Well, I felt sorry for Nipper, always sitting and listening to his master's voice so patiently. So after lunch with Dave Laing, who supervised my PHD and whom I occasionally meet for lunch and gossip, I went to HMV to search the racks for music to pep up my collecsh.
£30 later, I has a couple of sopper-dooper Northern Soul compilations (I'm listening to one now, King Northern Soul Volume 3). This isn't the best Northern Soul compilation in the world but it's beating the January Marking Blues.
I'd hoped the young chap at the desk would be grateful for my contribution to his continued employment, but he wasn't, and I realised how naive I'd been to imagine that he had anything else but redundancy on his mind.
Poor HMV.
I've been marking pretty much all day; the conveyor belt keeps rolling and like the Henry Ford of academia, I fit the nuts and bolts of correct grammar and scholarly quotations to their essays before they trundle off into the distance to contribute to their owners' academic journeys.
I made bread this evening, punching the dough like a seasoned boxer. That helped a little, as at this time of year I get zilch exercise and was having trouble with 'there' and 'their', if you know what I mean. The bread was not impressed and emerged from the oven as solid as a leather boxing glove as if to mock my efforts to thump some life into it.
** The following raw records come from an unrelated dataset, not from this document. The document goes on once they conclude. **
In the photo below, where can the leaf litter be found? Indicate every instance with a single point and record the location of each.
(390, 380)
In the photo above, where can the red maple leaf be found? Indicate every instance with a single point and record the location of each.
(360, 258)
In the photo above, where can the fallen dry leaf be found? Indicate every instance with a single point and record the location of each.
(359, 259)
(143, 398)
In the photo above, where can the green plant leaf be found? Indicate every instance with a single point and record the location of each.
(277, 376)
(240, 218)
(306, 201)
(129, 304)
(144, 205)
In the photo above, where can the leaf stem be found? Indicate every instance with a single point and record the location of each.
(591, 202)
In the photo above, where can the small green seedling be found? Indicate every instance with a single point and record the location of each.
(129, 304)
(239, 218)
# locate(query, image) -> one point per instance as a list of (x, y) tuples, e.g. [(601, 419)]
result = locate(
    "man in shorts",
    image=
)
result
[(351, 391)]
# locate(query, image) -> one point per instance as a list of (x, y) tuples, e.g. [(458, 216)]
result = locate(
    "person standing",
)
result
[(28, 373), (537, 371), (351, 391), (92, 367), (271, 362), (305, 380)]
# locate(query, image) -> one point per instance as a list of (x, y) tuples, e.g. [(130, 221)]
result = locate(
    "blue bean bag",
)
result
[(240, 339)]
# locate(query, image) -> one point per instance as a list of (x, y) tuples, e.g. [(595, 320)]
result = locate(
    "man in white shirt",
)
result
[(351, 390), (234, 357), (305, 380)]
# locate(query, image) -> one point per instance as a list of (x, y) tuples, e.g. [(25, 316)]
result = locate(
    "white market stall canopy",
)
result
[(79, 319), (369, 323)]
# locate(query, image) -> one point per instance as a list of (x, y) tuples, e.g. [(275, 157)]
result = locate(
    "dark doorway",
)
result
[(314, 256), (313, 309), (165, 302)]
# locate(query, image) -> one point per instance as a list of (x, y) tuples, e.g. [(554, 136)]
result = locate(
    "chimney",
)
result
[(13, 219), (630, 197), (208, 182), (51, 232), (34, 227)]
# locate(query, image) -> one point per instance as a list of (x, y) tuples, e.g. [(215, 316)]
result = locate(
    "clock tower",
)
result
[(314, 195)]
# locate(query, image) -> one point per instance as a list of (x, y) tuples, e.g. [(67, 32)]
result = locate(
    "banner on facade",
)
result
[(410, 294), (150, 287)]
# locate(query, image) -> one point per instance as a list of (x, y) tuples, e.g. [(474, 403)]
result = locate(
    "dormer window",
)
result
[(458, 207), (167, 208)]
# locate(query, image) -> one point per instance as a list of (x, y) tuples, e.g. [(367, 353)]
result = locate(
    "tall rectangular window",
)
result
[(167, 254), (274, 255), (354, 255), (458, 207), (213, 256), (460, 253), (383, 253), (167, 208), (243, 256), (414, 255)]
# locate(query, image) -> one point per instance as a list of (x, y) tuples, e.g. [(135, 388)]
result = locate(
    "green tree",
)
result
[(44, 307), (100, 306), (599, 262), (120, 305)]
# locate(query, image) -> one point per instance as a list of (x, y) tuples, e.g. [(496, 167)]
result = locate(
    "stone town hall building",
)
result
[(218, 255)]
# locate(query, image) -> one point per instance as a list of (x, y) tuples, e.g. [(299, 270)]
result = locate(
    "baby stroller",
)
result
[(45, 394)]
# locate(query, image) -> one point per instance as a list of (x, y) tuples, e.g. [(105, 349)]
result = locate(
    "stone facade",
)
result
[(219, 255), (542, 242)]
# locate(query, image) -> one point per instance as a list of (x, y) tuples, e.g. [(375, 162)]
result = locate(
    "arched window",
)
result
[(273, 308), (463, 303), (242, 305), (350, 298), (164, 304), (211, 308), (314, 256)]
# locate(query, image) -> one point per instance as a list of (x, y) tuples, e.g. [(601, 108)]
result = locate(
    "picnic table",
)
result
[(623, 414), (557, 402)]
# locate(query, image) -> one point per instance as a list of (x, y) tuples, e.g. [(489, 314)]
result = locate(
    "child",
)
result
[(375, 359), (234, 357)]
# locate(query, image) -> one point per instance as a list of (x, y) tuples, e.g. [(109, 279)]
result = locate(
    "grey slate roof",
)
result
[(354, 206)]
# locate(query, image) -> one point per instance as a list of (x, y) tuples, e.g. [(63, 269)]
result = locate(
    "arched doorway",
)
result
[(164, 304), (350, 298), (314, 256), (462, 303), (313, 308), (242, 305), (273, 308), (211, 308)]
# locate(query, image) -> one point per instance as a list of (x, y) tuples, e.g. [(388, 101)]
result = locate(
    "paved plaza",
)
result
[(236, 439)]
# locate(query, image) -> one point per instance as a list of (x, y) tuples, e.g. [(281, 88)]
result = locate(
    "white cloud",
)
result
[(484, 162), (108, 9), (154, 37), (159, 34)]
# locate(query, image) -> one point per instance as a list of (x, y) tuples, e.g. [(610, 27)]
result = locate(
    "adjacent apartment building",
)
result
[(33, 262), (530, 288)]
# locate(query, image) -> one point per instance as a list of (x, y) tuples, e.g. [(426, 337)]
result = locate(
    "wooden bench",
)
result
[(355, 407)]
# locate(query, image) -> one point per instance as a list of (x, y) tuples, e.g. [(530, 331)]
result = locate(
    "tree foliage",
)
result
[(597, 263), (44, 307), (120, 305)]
This is a great track! Popcorn Charlie by Charles Spurling; it'll go on to my playlist labelled 'uplifiting'. The Northern Soulsters always sound so lonely; the songs are usually plaintive and the singers struggle for freedom, embedded as they are in strict bashy beats and trumpeted at from all sides by blasting brass; at least they have the harmonies charging in to the rescue from time to time!
I like loneliness in music. I used to like that in a lot of the tracks that John Peel played. A lonely bloke or girl, singing deadpan about something quite miserable, broadcast in the late evening when people who could afford it and who had friends were in the pub being jolly.
Most of the time, I lived alone in a bedsit in Willesden with only my reflection in the window pane for company and all my worldly possessions stuffed into a cardboard box under the bed. I probably had this in common with Peel listeners all over the country!
I think this Northern Soul is making me glum...
1 comment:
Helen listen to You Didn't Say A Word by Yvonne Baker. Lonely, but uplifting at the same time. Rich.